The first time I heard about blockchain and cryptocurrency. My reaction was the same as many; I was both intrigued and fascinated. but when it came to exploring my first purchase, the main things I felt were confusion and intimidation. downloading your first wallet may seem like a daunting task but if you know and understand your options, getting a wallet or running the blockchain’s software becomes possible for any user.

First, let’s go over a simple definition. You may have heard the term “node” before. All it means is a computer running that blockchain’s software.

There are two MAIN types of nodes, and there are a couple sub-types that a fall into one of these two categories: a light client or a full node.

The main difference actually lies in the construction of a public chain. The whole idea behind a blockchain is that each computer running the software, or node, has a complete record of all previous transactions. In order get to a point where the node is functional, it first has to catch up with the data history of the blockchain. And those are a lot of transactions to sync. And this is not a quick process. The first time I tried to run a full node, it took me just over two days to sync the chain with my node.

There Must be a Quicker Way!

This was insanely frustrating, but there was another solution that I had yet to hear about, and that solution is light clients.

Light clients allow you to use the blockchain, but do not require you download the entire transaction history, Instead, these light clients only reference part of the transactions, which is a fraction of the data required to download compared to a full node. So there is not a long syncing process with light clients. I use light clients for my hot wallet, or “ready to spend” wallet, or when I simply don’t want to wait to download an entire chain.

It is important to note that a light client is referencing a trusted full node’s copy of the blockchain. The effect is that users are allowed to transact on the blockchain without downloading an entire copy of the blockchain. And this is no small file. The entire history of the blockchain has to be downloaded, and for Bitcoin, is about 200GB.

Obviously, if you have a device that doesn’t have that kind of memory or processing power, a full node isn’t really an option for you. Instead, you’re probably going to use a light client. Most mobile wallets are lite clients, as most cell phones don’t have the memory to run a full node. Downloadable light clients are also available for computers.

You may be thinking that light clients are the best way to interact with the blockchain, but there are some benefits from running a full node. Full nodes help process or validate transactions, they are the supervisors of the network, so if you’re interested in mining, you most likely have to be using a full node. These nodes also ensure security. If more people run full nodes, the network becomes more resilient and tougher to successfully attack. Full nodes contribute to the functionality of a network, by running a full node you’re helping support the network.

More Hashing Power = More Mining Rewards

There is an important sub-type of a full node, and that is a mining node. While running a node helps secure the network if you’re looking to mine cryptocurrency, well then you’re going to need to run a mining node. Like I said, this is a type of full node, but in a proof-of-work consensus, a mining node requires a lot more processing power than a simple full node and can eat up your power supply easily. Since each mining node is rushing to solve the same equation, miners often are competing, and the way to get an edge on the competition is to increase your hashing power. More hashing power equals more mining rewards.

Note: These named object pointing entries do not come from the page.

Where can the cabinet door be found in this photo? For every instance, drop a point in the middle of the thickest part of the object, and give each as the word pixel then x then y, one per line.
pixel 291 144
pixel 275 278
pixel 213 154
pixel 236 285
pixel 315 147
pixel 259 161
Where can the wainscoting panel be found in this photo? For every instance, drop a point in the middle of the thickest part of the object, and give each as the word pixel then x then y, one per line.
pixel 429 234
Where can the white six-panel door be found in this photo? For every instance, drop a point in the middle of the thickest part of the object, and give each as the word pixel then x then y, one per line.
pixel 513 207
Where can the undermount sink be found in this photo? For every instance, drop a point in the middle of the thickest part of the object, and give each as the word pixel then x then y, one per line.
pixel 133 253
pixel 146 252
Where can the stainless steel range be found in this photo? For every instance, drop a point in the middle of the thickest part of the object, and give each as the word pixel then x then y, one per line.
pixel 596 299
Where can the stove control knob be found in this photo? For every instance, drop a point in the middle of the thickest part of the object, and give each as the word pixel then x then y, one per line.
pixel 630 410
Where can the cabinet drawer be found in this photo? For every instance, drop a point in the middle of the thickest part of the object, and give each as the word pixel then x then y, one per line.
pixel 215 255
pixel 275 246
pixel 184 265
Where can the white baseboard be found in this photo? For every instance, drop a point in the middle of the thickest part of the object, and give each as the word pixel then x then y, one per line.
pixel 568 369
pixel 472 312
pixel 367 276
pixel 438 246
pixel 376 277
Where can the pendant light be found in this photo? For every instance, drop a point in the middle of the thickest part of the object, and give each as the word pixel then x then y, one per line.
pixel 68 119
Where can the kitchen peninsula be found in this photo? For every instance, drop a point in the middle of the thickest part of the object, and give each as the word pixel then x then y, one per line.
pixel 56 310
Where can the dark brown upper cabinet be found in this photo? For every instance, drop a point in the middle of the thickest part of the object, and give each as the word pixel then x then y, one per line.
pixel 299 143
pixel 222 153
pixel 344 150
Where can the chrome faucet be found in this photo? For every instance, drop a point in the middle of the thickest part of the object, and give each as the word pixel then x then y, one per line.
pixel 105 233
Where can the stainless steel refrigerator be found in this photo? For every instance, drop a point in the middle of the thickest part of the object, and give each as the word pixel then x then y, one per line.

The last distinction we’ll make is pretty network specific. Some networks use “supervisory” nodes that validate and process transactions. For example, Dash has masternodes. In order to run one of these nodes, you have to stake 1000 dash. Your node then has the responsibility of making sure every transaction processed is valid. In return, masternodes are given a designated part of each block reward.

So there’s our breakdown of each type of node. Hopefully we’ve helped you figure out which node is the right one for you!